Храповицкого, Чеченского, Бедряги, Бекетова, Макарова и казацких офицеров,

- чтобы разом обуздать порыв их и осадить на месте.

 

Видя, что неприятель не только не смутился отражением своего авангарда, но,

получив новое подкрепление со стороны Вязьмы, двинулся вперед с решимостию,

я решился не противиться его стремлению и отступить тем порядком или, лучше

сказать, тем беспорядком, который я испробовал в Андреянах. Вследствие чего

я объявил рассыпное отступление и назначил сборным местом село Красное, за

рекою Угрою, известное уже казакам моим.
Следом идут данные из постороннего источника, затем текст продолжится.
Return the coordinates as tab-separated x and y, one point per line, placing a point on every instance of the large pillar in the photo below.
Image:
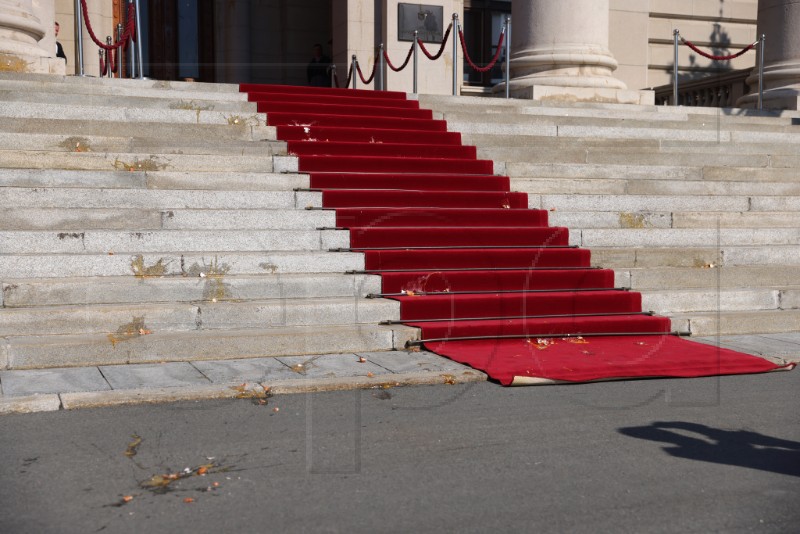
559	51
779	20
20	33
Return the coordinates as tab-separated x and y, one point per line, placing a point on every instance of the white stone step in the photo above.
195	180
220	286
81	219
165	241
87	350
156	199
182	317
14	266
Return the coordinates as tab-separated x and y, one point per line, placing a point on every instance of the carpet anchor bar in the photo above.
499	292
462	319
420	342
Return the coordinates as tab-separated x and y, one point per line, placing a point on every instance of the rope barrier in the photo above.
434	57
718	58
130	30
405	63
494	59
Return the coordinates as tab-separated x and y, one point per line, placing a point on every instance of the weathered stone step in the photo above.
86	350
156	199
80	219
738	276
220	286
89	161
125	114
135	145
196	180
166	241
683	237
618	257
181	317
743	322
149	100
13	266
235	129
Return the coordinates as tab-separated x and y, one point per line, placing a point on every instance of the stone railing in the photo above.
715	91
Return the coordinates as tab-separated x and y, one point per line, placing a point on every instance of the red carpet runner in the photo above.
488	282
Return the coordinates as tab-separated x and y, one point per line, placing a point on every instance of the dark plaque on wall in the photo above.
425	19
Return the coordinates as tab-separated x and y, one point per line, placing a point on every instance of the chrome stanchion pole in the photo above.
675	34
508	57
139	55
455	54
79	38
761	71
416	63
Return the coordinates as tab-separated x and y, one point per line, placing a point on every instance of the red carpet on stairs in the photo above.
489	283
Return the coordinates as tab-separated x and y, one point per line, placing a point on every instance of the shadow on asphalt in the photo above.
730	447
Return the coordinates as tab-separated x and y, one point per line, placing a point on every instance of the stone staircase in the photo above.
149	222
698	209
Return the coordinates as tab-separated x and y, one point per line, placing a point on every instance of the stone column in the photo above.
559	51
779	20
20	33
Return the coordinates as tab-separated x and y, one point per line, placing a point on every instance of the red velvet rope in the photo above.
719	58
130	29
434	57
405	63
494	59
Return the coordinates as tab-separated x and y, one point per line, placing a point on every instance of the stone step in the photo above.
166	241
683	220
235	129
154	199
617	257
134	145
162	180
209	262
733	323
80	219
89	161
729	238
738	276
126	114
221	286
181	317
148	100
88	350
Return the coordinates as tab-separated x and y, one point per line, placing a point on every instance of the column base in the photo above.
561	94
32	64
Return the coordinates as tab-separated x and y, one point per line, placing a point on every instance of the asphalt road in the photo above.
705	455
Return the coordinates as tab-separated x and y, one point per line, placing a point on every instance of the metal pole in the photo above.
120	31
416	64
381	84
761	72
79	38
675	34
139	55
508	57
455	54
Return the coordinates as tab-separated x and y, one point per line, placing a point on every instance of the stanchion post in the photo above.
455	53
416	64
675	34
761	71
79	38
139	54
508	57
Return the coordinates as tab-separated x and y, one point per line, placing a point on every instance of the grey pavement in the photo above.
662	456
107	385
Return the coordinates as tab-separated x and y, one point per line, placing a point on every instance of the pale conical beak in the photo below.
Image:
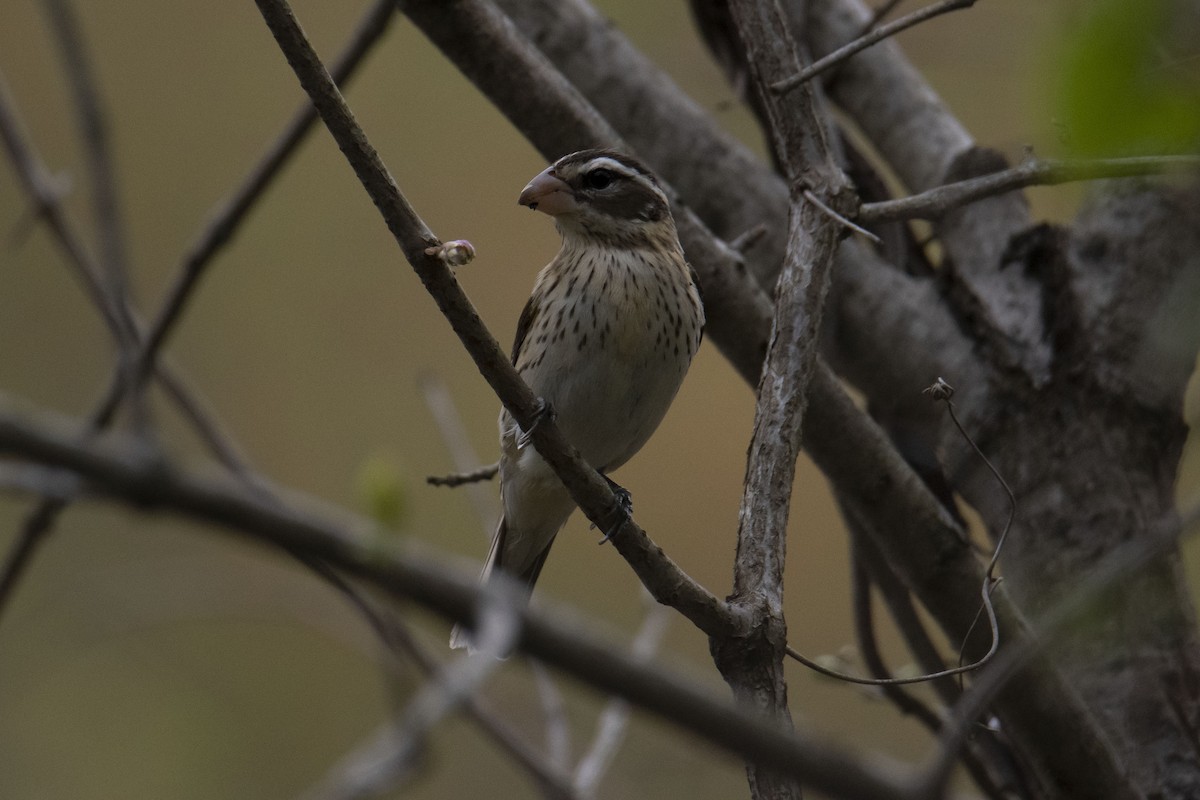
549	194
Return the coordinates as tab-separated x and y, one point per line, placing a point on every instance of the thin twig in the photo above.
865	41
387	764
353	545
94	127
1113	570
454	433
1035	172
400	641
943	391
462	455
839	218
869	645
118	316
880	13
454	480
615	719
587	487
229	215
45	196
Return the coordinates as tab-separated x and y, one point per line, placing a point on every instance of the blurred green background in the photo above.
145	657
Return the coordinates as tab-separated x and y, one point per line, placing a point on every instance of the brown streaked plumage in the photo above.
605	340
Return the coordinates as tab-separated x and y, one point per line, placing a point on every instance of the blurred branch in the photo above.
1035	172
454	433
753	665
1105	578
121	322
387	763
462	455
589	491
911	527
228	217
615	717
396	636
867	40
351	543
94	127
45	197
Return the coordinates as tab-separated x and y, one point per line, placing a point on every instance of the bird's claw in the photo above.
541	411
623	510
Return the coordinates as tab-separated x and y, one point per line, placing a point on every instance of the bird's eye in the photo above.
599	179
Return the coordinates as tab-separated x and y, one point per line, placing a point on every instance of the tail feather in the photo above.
462	637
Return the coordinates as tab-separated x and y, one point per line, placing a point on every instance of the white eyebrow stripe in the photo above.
613	164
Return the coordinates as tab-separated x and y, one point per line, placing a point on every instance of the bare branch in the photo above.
228	217
1035	172
589	491
387	764
353	545
912	528
454	434
753	665
615	717
1105	578
94	127
43	193
867	40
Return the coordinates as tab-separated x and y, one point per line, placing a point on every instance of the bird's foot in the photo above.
623	510
543	410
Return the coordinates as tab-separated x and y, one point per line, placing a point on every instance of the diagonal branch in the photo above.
589	491
940	200
874	36
753	666
353	545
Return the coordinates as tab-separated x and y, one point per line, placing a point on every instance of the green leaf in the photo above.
1127	83
382	489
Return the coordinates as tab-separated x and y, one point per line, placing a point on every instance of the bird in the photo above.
605	341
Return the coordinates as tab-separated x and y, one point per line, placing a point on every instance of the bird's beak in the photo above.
549	194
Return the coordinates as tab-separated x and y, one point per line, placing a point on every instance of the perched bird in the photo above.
605	341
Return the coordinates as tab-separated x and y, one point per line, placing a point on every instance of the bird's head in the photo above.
603	196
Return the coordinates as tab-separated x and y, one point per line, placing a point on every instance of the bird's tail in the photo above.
461	637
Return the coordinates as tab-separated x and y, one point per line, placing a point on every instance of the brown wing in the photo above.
523	324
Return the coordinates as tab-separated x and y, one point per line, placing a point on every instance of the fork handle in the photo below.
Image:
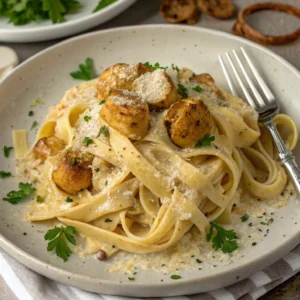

По данному сигналу все рассыпалось

и исчезло! Одна сотня, оставленная с хорунжиим Александровым для наблюдения

за неприятелем, продолжала перестреливаться я отступать на Ермаки к

Знаменскому, дабы заманить неприятеля в другую сторону той, куда партия

предприняла свое направление. На рассвете все уже были в Красном, кроме

сотни Александрова, которая, соединясь в Ермаках с моей пехотой, отступила

с нею вместе в Знаменское, занимаемое поголовным ополчением.

 

Шестнадцатого в ночь я получил известие от начальника сего ополчения

капитана Бельского о том, что 16-го, поутру, неприятель, подошедши к

последнему селу, намеревался его занять, но, увидя в нем много пехоты,

выстрелил несколько раз из орудий и отступил в Ермаки. Тогда только я узнал

от пленных, приведенных ко мне со стороны сел Козельска и Крутого, что

неприятельская армия выступила из Москвы, но, по какому направлению и с

каким предположением, мне было неизвестно.

 

Семнадцатого я выступил на Ермаки, в том намерении, чтобы, продолжая поиски

к стороне Вязьмы, всегда находиться на дороге к Юхнову, откуда я получал

все известия из армии, ныне, по выступлении неприятеля из Москвы,

сделавшиеся столь для меня необходимыми. Я рассчитывал так, что, ежели

армия наша возьмет поверхность над неприятельской армией, то последняя не

минует того пространства земли, на коей я находился; и что, будучи впереди

ее, я всегда буду в состоянии, сколько возможно, преграждать ее

отступлению. Если же армия наша потерпит поражение, то непременно отступит

к Калуге, вследствие чего и я отступлю к Юхнову или к Серпейску.

 

Перейдя через Угру, авангард мой дал мне знать, что, будучи атакован

неприятелем под Ермаками, он с поспешностию отступает и что неприятель в

больших силах за ним следует с чрезмерною наглостию. Я рассудил послать к

нему на подмогу одну сотню, а всю партию переправить обратно через Угру.

 

Едва успел я перебраться на левый берег оной, как увидел вдали дым

выстрелов и скачку кавалерии. Это была погоня за моим авангардом. Вскоре

показались на горизонте две черные колонны неприятельские, идущие весьма

быстро. Авангард мой прибыл к берегу, бросился вплавь и соединился с

партией, а неприятельские передовые войска, остановясь на той стороне реки,

стали стрелять из ружей и пистолетов, в одно время как часть оных искала

броду выше того места, где находилась партия моя. Я увидел по сему, что

стремление неприятеля не ограничится рекою, и потому взял меры к

отступлению на Федотково. Вследствие чего и дабы совершить оное безопаснее,

я немедленно послал три разъезда, по десяти казаков каждый: один на

Кузнецово к селу Козельску для открытия левой стороны, дабы никакой другой

неприятельский отряд не мог сбоку помешать моему отступлению, второй - в

Федотково, для открытия дороги, которую партия избрала, и для приготовления

оной продовольствия, а третий - в Знаменское, с повелением Бельскому

оставить немедленно сие село с поголовным ополчением и с моею пехотою и

поспешнее следовать по Юхновской дороге к селу Слободке. Сам же, желая

выиграть время, пока неприятель дойдет до реки и будет чрез оную

переправляться, двинулся рысью в три колонны и в два коня, чтобы по

средству длины колонн показаться сильнее, нежели я был действительно.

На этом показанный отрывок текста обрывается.